GCC (GNU Compiler Collection) is essentially divided into a front end and a back end. The main reason for this division is for providing code reusability. As all of us know GCC supports a variety of languages. This includes C, C++, Java etc.
If you want to introduce a new language into GCC, you can. The only thing you have to do is to create a new front end for that language.
The back end is same for all the languages. Different front ends exist for different languages. So creating a compiler in GCC means creating a new front end. Experimentally let us try to introduce a new language into the GCC.
We have to keep certain things in mind before we introduce a language. The first thing is that we are adding a segment to a huge code. For perfect working we have to add some routines, declare some variables etc. which may be required by the other code segments. Secondly some errors produced by us may take the back end into an inconsistent state. Little information will be available to us about the mistake. So we have to go through our code again and again and understand what went wrong. Sometimes this can be accomplished only through trial and error method.

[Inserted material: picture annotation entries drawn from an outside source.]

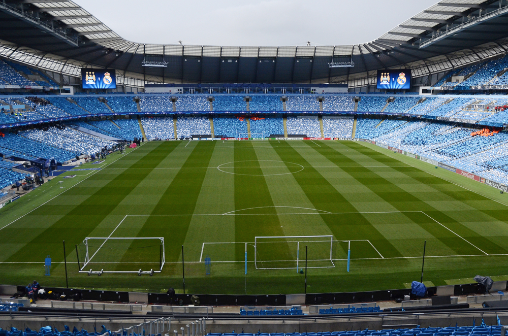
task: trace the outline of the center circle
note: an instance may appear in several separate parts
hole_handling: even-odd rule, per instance
[[[259,165],[256,164],[259,163]],[[217,169],[223,173],[235,175],[245,176],[275,176],[277,175],[287,175],[301,172],[303,166],[301,164],[285,161],[275,161],[273,160],[247,160],[245,161],[233,161],[223,163],[217,166]],[[235,172],[235,169],[237,172]],[[267,174],[261,172],[259,174],[248,174],[253,170],[264,170]],[[289,172],[288,172],[288,171]]]

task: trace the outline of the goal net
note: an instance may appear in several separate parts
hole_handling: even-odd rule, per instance
[[[252,140],[263,140],[264,137],[263,133],[239,133],[238,138],[241,139],[248,139]]]
[[[79,272],[89,275],[151,275],[166,262],[163,238],[87,238],[76,251]]]
[[[332,236],[257,237],[254,261],[258,270],[335,267]]]

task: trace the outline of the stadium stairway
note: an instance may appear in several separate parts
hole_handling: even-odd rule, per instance
[[[118,140],[121,140],[122,139],[119,139],[117,138],[115,138],[114,137],[110,137],[109,136],[107,136],[102,133],[99,133],[98,132],[96,132],[91,129],[88,129],[88,128],[85,128],[84,127],[82,127],[80,126],[74,126],[70,125],[69,127],[72,128],[73,129],[75,129],[76,130],[79,131],[80,132],[82,132],[85,134],[87,134],[90,136],[93,136],[97,138],[100,138],[102,139],[106,139],[106,140],[110,140],[111,141],[117,141]]]
[[[323,103],[320,103],[320,108],[323,109]],[[321,138],[325,138],[325,132],[323,129],[323,116],[318,116],[318,119],[319,120],[319,127],[321,129]]]
[[[139,103],[136,103],[138,104],[138,108],[139,108]],[[141,134],[143,135],[143,139],[145,139],[146,141],[148,141],[147,138],[146,138],[146,135],[145,134],[145,130],[143,128],[143,124],[141,123],[141,119],[138,119],[138,122],[139,123],[139,129],[141,130]]]
[[[388,105],[390,105],[390,103],[389,103],[388,102],[387,102],[386,104],[385,104],[385,106],[383,107],[383,108],[382,109],[381,111],[379,111],[379,113],[382,113],[383,112],[383,111],[385,111],[385,109],[386,109],[387,107],[388,107]]]
[[[285,111],[285,103],[283,102],[282,104],[284,104],[284,111]],[[283,117],[282,118],[282,125],[284,125],[284,138],[288,138],[288,117]]]
[[[249,109],[249,102],[247,102],[247,110],[248,111]],[[213,131],[213,118],[212,117],[208,117],[208,120],[210,121],[210,130],[212,133],[212,139],[215,137],[215,132]]]
[[[177,120],[177,119],[178,118],[176,117],[176,116],[174,116],[173,117],[173,129],[174,130],[174,132],[175,132],[175,139],[178,137],[178,129],[176,127],[176,120]]]
[[[115,123],[114,121],[113,121],[113,120],[110,120],[110,121],[111,122],[112,124],[113,124],[113,125],[114,125],[115,126],[116,126],[116,127],[117,127],[118,128],[120,128],[120,129],[121,129],[121,127],[120,127],[119,126],[118,126],[118,125],[117,125],[116,123]]]
[[[104,101],[103,102],[103,103],[104,103],[104,105],[106,105],[106,107],[107,108],[108,108],[108,109],[110,111],[111,111],[111,113],[115,113],[115,111],[113,111],[113,109],[112,109],[111,107],[109,105],[108,105],[108,101],[107,100],[106,100],[105,99]],[[120,127],[118,127],[118,128],[119,128]]]
[[[356,103],[355,103],[356,105]],[[353,131],[351,132],[351,139],[355,139],[355,134],[356,133],[356,123],[358,120],[358,117],[355,116],[355,119],[353,121]]]

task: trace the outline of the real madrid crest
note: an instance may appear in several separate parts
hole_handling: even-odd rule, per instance
[[[399,78],[397,79],[397,82],[401,85],[403,85],[406,83],[406,74],[404,73],[399,74]]]
[[[104,74],[104,78],[102,80],[104,81],[105,84],[108,85],[111,84],[111,82],[113,82],[113,79],[111,78],[111,74],[108,72]]]
[[[94,84],[96,83],[95,73],[93,71],[86,72],[85,75],[85,82],[89,85]]]

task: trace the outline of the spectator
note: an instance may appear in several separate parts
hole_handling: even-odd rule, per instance
[[[39,293],[39,290],[41,289],[41,285],[39,284],[36,280],[34,280],[34,282],[32,283],[32,290],[34,291],[34,302],[36,302],[37,300],[37,294]]]

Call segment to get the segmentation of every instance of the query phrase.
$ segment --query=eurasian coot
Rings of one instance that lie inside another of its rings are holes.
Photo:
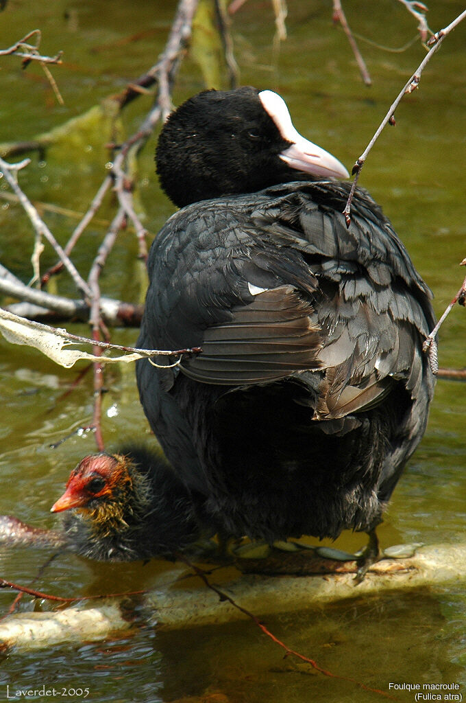
[[[198,515],[232,536],[372,536],[424,433],[431,293],[380,207],[284,101],[207,91],[157,154],[182,209],[158,234],[138,363],[151,427]],[[162,357],[160,364],[168,362]]]

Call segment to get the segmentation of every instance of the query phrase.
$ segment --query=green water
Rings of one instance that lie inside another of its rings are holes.
[[[445,26],[464,8],[453,0],[432,0],[430,4],[429,21],[434,30]],[[348,0],[345,5],[354,30],[380,44],[401,46],[415,34],[414,19],[394,0]],[[288,37],[279,49],[274,49],[269,4],[248,0],[233,18],[241,82],[279,91],[300,131],[328,148],[350,169],[424,50],[416,43],[404,53],[394,53],[361,43],[373,81],[372,87],[366,88],[342,31],[332,27],[330,0],[290,0],[288,6]],[[0,14],[0,47],[40,27],[44,53],[65,51],[64,65],[52,67],[52,72],[65,104],[57,104],[38,65],[22,71],[18,59],[0,57],[0,141],[31,138],[121,90],[155,62],[174,8],[173,2],[10,0]],[[361,181],[383,205],[432,288],[438,314],[460,285],[464,271],[458,264],[466,256],[465,49],[463,24],[445,39],[422,76],[420,89],[399,107],[397,127],[384,132]],[[222,67],[220,75],[225,76]],[[175,103],[204,85],[199,66],[188,58],[177,83]],[[136,129],[149,104],[150,98],[143,97],[127,110],[124,116],[127,134]],[[42,204],[41,212],[62,243],[102,181],[109,160],[102,143],[109,141],[109,133],[102,134],[94,125],[88,132],[62,139],[47,153],[44,162],[34,155],[20,174],[23,188]],[[154,141],[142,155],[138,193],[138,207],[145,213],[145,224],[152,235],[173,212],[152,176],[154,147]],[[0,181],[0,195],[4,191],[8,192]],[[52,212],[47,207],[51,204],[74,214]],[[85,276],[93,256],[89,252],[101,240],[112,212],[106,203],[99,222],[88,228],[74,255]],[[4,200],[0,200],[0,261],[27,281],[32,276],[31,227],[20,208]],[[102,274],[103,292],[140,299],[145,279],[136,256],[135,237],[128,231],[119,240]],[[43,269],[53,261],[46,248]],[[65,278],[57,285],[59,292],[73,294]],[[68,326],[76,333],[87,333],[85,325]],[[136,330],[119,330],[112,339],[131,344],[136,337]],[[466,316],[457,307],[441,331],[441,366],[466,366],[465,339]],[[48,511],[70,469],[95,450],[93,437],[86,433],[74,434],[50,449],[51,444],[91,421],[91,375],[67,393],[78,373],[0,340],[0,514],[14,514],[39,527],[54,525]],[[112,449],[135,436],[154,441],[139,406],[133,370],[112,368],[106,373],[105,387],[107,446]],[[425,439],[380,529],[383,545],[464,541],[465,413],[466,385],[439,381]],[[342,548],[360,545],[361,537],[351,534],[338,543]],[[47,556],[33,550],[4,550],[0,575],[32,584]],[[62,595],[135,590],[159,583],[164,573],[169,581],[169,568],[157,562],[144,567],[98,565],[69,555],[52,562],[34,585]],[[11,593],[0,593],[1,612],[12,600]],[[34,607],[24,598],[20,610]],[[49,607],[46,603],[40,607]],[[137,603],[131,607],[135,627],[124,639],[5,656],[0,699],[6,699],[7,684],[11,692],[42,683],[88,687],[87,699],[94,702],[192,699],[194,703],[208,700],[205,697],[215,693],[227,697],[230,703],[359,703],[379,697],[347,682],[313,675],[290,659],[284,659],[281,651],[252,624],[167,633],[148,626]],[[271,617],[267,625],[290,647],[325,669],[368,685],[387,691],[390,681],[455,681],[464,696],[465,607],[459,583],[448,589],[359,598],[321,609],[309,609],[303,603],[301,613]],[[399,699],[414,700],[414,695],[401,693]],[[215,703],[215,699],[211,700]],[[224,703],[218,697],[216,700]]]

Let me give a general introduction to tree structure and rtl. From my experience a person developing a new small front end need not have a thorough idea regarding tree structure and rtl. But you should have a general idea regarding these.
Tree is the central data structure of the gcc front end. It is a perfect one for the compiler development. A tree node is capable of holding integers, reals ,complex, strings etc. Actually a tree is a pointer type. But the object to which it points may vary. If we are just taking the example of an integer node of a tree, it is a structure containing an integer value, some flags and some space for rtl (These flags are common to all the nodes). There are a number of flags. Some of them are flags indicating whether the node is read only , whether it is of unsigned type etc. The complete information about trees can be obtained from the files - tree.c, tree.h and tree.def. But for our requirement there are a large number of functions and macros provided by the GCC, which helps us to manipulate the tree. In our program we won't be directly handling the trees. Instead we use function calls.
RTL stands for register transfer language. It is the intermediate code handled by GCC. Each and every tree structure that we are building has to be changed to rtl so that the back end can work with it perfectly. I am not trying in anyway to explain about rtl. Interested readers are recommended to see the manual of GCC. As with the trees GCC provides us a number of functions to produce the rtl code from the trees. So in our compiler we are trying to build the tree and convert it to rtl for each and every line of the program. Most of the rtl routines take the trees as arguments and emit the rtl statements.
So I hope that you are having a vague idea about what we are going to do. The tree building and rtl generation can be considered as two different phases. But they are intermixed and can't be considered separately. There is one more phase that the front end is expected to do. It is the preliminary optimization phase. It includes techniques like constant folding, arithmetic simplification etc. which we can handle in the front end. But I am totally ignoring that phase to simplify our front end. Our optimization is completely dependent on the back end. I also assume that you are perfect programmers. It is to avoid error routines from front end. All the steps are taken to simplify the code as much as possible.
From now onwards our compiler has only three phases - lexical, syntax and intermediate code generation. Rest is the head ache of the back end.